The tower was conceived in the early 1960s as the former California Federal Savings & Loan capitalized on the post-war building boom, erecting multistoried office buildings in Hollywood and Miracle Mile as well as Echo Park and Eagle Rock. In a 1961 Los Angeles Times article, Cal Fed was described as a “leader in the current S&L trend toward high-rise office buildings” and was said to generate fatter profits as a developer than as a mortgage lender. These 1960s modernist structures – each topped with a giant California Federal sign (the shadow of which can still be found on the Echo Park tower – were also designed to impress and attract customers. “People have more confidence in affluent-looking institutions,” the story said.
Cal Fed acquired land owned by Echo Park’s Angelus Temple and hired Long Beach architects Francis J. Heusel and Frank Homolka to design the tower. The architects dressed up what was basically a 100-foot wide cube set atop a parking garage with panels of white concrete pierced by slits that frame windows. The chunk of 1960s Modernist architecture would change the skyline of Echo Park and, many hoped, change Echo Park itself. Rolf McPherson, son of Angeles Temple founder Aimee Semple McPherson and President of the International Church of the Foursquare Gospel, told the Times in a 1963 story:
“California Federal’s decision to build Echo Park’s first major office building in many years ….confirms the belief that our area is ready to embark on a new era of business and residential expansion.”
The structure’s original name was the Sunset Glendale Building but it was also known as the Park Sunset. Most neighbors, however, called it the Cal Fed Building, which officially opened during a week-long celebration in April 1966. An advertisement promoting grand opening said:
“Savers looking for the finest savings service, businessmen looking for luxurious, near-downtown office space, can stop looking now. As savings center or office building, the new California Federal Building has no equal in the Echo Park area.”
But the opening of the Cal Fed Building failed to trigger “a new era of business and residential expansion” that McPherson had envisioned for Echo Park. While Cal Fed’s occupants patronized neighborhood restaurants and shops, no other major developers followed Cal Fed into Echo Park, and the neighborhood’s Sunset Boulevard commercial strip struggled to compete with new malls. In 1977, the International Church of the Foursquare Gospel, bought the property back for $2.8 million.
Today, the tower that now houses a Citibank branch and offices of Congressman Xavier Becerra is still imposing but a bit worn.

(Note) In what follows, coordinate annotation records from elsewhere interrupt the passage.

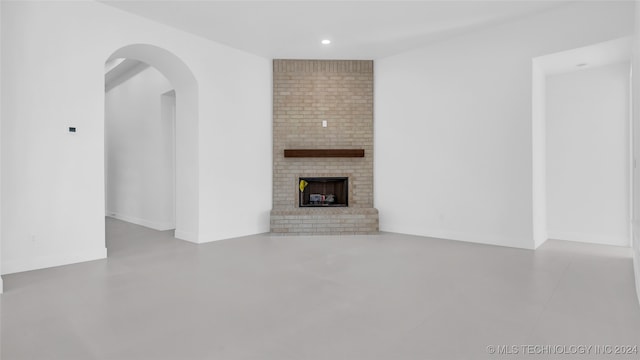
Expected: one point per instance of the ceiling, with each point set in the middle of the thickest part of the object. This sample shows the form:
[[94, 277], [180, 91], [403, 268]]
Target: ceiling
[[357, 29], [601, 54]]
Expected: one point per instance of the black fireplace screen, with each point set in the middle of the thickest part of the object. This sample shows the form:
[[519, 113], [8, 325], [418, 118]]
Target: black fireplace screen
[[324, 192]]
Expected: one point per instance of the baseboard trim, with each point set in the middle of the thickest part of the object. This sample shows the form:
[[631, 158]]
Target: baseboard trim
[[47, 261], [600, 239], [160, 226], [186, 236]]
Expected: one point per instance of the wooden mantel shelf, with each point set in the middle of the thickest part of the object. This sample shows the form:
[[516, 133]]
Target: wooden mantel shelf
[[324, 153]]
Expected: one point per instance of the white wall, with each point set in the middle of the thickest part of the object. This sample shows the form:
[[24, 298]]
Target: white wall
[[588, 155], [539, 154], [53, 181], [140, 153], [1, 286], [455, 119]]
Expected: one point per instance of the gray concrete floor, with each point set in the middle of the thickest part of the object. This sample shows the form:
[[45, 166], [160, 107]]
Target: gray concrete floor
[[262, 297]]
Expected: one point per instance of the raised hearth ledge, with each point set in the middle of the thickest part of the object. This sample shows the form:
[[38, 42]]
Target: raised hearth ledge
[[324, 153]]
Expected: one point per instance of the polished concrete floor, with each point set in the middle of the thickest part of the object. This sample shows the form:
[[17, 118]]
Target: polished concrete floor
[[264, 297]]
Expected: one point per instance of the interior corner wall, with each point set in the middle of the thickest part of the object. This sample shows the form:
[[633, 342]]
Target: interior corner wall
[[587, 145], [140, 169], [635, 126], [53, 181], [453, 125], [538, 155], [1, 42]]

The building – like many in Echo Park – bears the scars of frequent tagging. Visitors enter the Sunset Boulevard lobby under a pair of twirling black ceiling fans and a security camera encrusted with plastic anti-bird spikes, which kind of ruins any sense of cool, 1960s Modernism.
The structure’s current official name, by the way, is The Rolf K. McPherson Building. It would be difficult today for anything to top the approximately McPherson Building. City zoning laws currently limit most structures in the flats of Echo Park to 45 feet, with the exception of a nearby block where buildings can rise as tall as 70 feet. That still falls short of the approximately 100-foot-high McPherson Building but who knows when another developer will come along with even bigger ambitions.